Gegenwind von Kaiserhöhe und Könighöhe

Befürchtungen gibt es ebenso auf der anderen Seite an der Kaiserhöhe. Hier hatte einst der erfolgreiche Knopffabrikant Emil Weyersberg lebenswerten, naturnahen Lebensraum geschaffen, waran der gleichnamige Turm heute noch erinnert.

Michael Gerke nimmt alle Vorbehalte sehr ernst und spricht deshalb von Anwohnerschutz und minimalinvasiven Eingriffen in die Natur. Bedenken gibt es auch zur Höhe der Kosten, die von Gehrke relativiert werden, weil EU, Bund und Land Fördertöpfe bereitstellen.

Hier am Horizont wird die Hängebrücke sich über das Tal “ Wupperpforte“spannen – © Foto Fabian Breuer

Auch private Investoren werde es geben. Außerdem würden die städtischen Mittel nicht auf einmal fällig, sondern würden auf die nächsten zehn Jahre verteilt. Es wird überwiegend in Attraktionen und Werte investiert, die Wuppertal auch nach einer BUGA erhalten bleiben.

Die von den Kritikern befürchtete hohe Besucherfrequenz in fünfstelliger Zahl ist in den Nadelöhren kaum zu erwarten. Die Zahl der Gäste reduziert sich hier deutlich, da sie sich auf das gesamte BUGA-Areal beziehen wird und sich die Menschen dementsprechend verteilen werden.

Man sei dabei im Gespräch mit den Beteiligten um Ersatzlösungen zu schaffen und plant etwa da, wo man verstärktes Verkehrsaufkommen befürchtet, den Einsatz von smarten Shuttlebussen mit digitalen Leitsystem.

Eine Seilbahn vom Stadion zur Königshöhe wird zudem die Situation entschärfen und auch den Zoo wieder attraktiver machen. Im Zoobereich soll ein neues Parkhaus entstehen, das zugleich auch bei den Heimspielen des WSV für deutliche Entlastung sorgen wird. Ansonsten setzt das gesamte Konzept vorwiegend auf die Einbeziehung des ÖPNV.

BUGA Proteste auf der Königshöhe  -© Fabian Breuer

Nachhaltigkeit und Klimaneutralität, aber auch moderne Städteplanung, sind Kernkonzepte der BUGA. Diese drei Aspekte sollen Wuppertal als Initialzündung auch für die Zeit nach dem Mammutprojekt dienen.

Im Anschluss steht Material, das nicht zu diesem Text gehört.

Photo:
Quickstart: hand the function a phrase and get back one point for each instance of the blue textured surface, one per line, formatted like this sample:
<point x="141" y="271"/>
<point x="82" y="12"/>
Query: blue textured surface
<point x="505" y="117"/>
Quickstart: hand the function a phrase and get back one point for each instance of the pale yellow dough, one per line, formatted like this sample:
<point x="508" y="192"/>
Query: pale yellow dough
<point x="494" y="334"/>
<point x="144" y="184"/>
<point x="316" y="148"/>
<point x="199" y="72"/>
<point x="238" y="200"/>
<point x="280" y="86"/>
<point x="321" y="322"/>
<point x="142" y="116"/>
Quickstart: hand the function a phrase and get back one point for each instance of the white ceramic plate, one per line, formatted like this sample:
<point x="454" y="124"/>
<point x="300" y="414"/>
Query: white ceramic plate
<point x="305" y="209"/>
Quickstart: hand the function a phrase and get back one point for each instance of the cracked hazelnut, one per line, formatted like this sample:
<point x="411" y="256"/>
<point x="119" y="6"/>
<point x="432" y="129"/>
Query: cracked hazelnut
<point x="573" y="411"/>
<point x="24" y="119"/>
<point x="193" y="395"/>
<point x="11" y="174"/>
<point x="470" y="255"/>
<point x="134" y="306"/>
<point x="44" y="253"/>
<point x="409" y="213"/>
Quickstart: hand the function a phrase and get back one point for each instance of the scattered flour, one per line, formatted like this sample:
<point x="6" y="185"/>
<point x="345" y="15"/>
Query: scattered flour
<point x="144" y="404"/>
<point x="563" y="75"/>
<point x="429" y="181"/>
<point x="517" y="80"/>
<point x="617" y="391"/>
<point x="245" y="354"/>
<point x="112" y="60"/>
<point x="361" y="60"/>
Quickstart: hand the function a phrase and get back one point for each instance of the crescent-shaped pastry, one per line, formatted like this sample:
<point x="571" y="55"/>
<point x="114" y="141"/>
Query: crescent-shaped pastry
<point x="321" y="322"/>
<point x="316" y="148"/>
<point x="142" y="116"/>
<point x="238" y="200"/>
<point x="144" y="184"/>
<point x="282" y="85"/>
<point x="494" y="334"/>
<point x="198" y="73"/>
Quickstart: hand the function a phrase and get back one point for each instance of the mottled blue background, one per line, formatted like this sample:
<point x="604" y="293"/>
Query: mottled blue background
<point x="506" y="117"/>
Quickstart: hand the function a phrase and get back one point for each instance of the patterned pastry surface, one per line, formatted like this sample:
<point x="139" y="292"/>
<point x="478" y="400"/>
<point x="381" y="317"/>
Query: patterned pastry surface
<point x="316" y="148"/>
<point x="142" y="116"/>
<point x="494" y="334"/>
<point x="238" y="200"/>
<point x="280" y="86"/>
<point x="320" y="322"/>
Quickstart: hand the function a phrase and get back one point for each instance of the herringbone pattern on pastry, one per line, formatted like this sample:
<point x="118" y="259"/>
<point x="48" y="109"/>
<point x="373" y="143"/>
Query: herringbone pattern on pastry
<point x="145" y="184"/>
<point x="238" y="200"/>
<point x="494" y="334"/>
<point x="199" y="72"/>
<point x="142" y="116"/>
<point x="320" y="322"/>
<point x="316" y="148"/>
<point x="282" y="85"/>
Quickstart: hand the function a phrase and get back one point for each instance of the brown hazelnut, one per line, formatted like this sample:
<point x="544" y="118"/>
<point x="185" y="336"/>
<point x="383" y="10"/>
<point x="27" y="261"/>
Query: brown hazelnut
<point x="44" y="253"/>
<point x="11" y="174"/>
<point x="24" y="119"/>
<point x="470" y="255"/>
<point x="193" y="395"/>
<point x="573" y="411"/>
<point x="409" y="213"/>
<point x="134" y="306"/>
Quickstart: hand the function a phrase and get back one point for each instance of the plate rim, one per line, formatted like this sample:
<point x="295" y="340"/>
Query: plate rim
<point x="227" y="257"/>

Das „Areal Tesche“ in Vohwinkel – viel Brachland mit großer Zukunft

Der Bahnhof Vohwinkel ist als Eingangstor der BUGA vorgesehen. Die Besucher sollen dazu bewegt werden, mit der Bahn nach Wuppertal anzureisen. Eine Modernisierung des maroden Bahnhofes ist daher absolute Bedingung. Denkmalschutz und die fehlende Bereitschaft des Eigners, der Deutschen Bahn, dem Bahnhof Vorrang vor anderen Großprojekten zu erteilen, sind die ersten Hürden.

Pläne gibt es dennoch. Barrierefreiheit ist das große Stichwort. Ein Fußgängertunnel soll den Bahnhof mit dem benachbarten Lokschuppen-Areal verbinden. Dieses liegt derzeit noch gänzlich brach. Doch im Zuge der BUGA soll hier Wohn- und Freizeitfläche entstehen.

Man verspricht sich eine langfristige Entwicklung. Die hervorragende Anbindung des Bahnhofs Vohwinkel an die Metropolen Köln und Düsseldorf soll Menschen anlocken. Gerade in der „Rheinschiene“ und dem Ruhrgebiet mit der enormen Bevölkerungsdichte sieht man ein großes Potential über die BUGA hinaus.

Hier stellt Gehrke noch einmal klar, dass sie BUGA eben nicht als zeitweilige „Blümchen-Schau gilt, sondern langfristig zur urbanen Entwicklung Wuppertals beitragen soll: “Garten- und Landschaftsbau als Themengebiete werden aber natürlich trotzdem zu bestaunen sein“.

An der Ostseite schließt das Lokschuppen Areal an die „Alte Gärtnerei“ und die Nordbahntrasse an. Hier soll das Gärtnerherz befriedet werden, außerdem sind entlang der Trasse die kulturellen Angebote geplant.

BUGA Gegner operieren mit Zahlen, die die Organisatoren nicht bestätigen können – © Fabian Breuer

So ganz ohne Interessenkonflikte geht es aber auch im sogenannten „Areal Tesche“ nicht. Hier hat die BUGA besondere Auswirkungen auf den sich mit zahlreichen Neuanmeldungen im Aufwind befindlichen Jagdbogenclub Wuppertal (JBC).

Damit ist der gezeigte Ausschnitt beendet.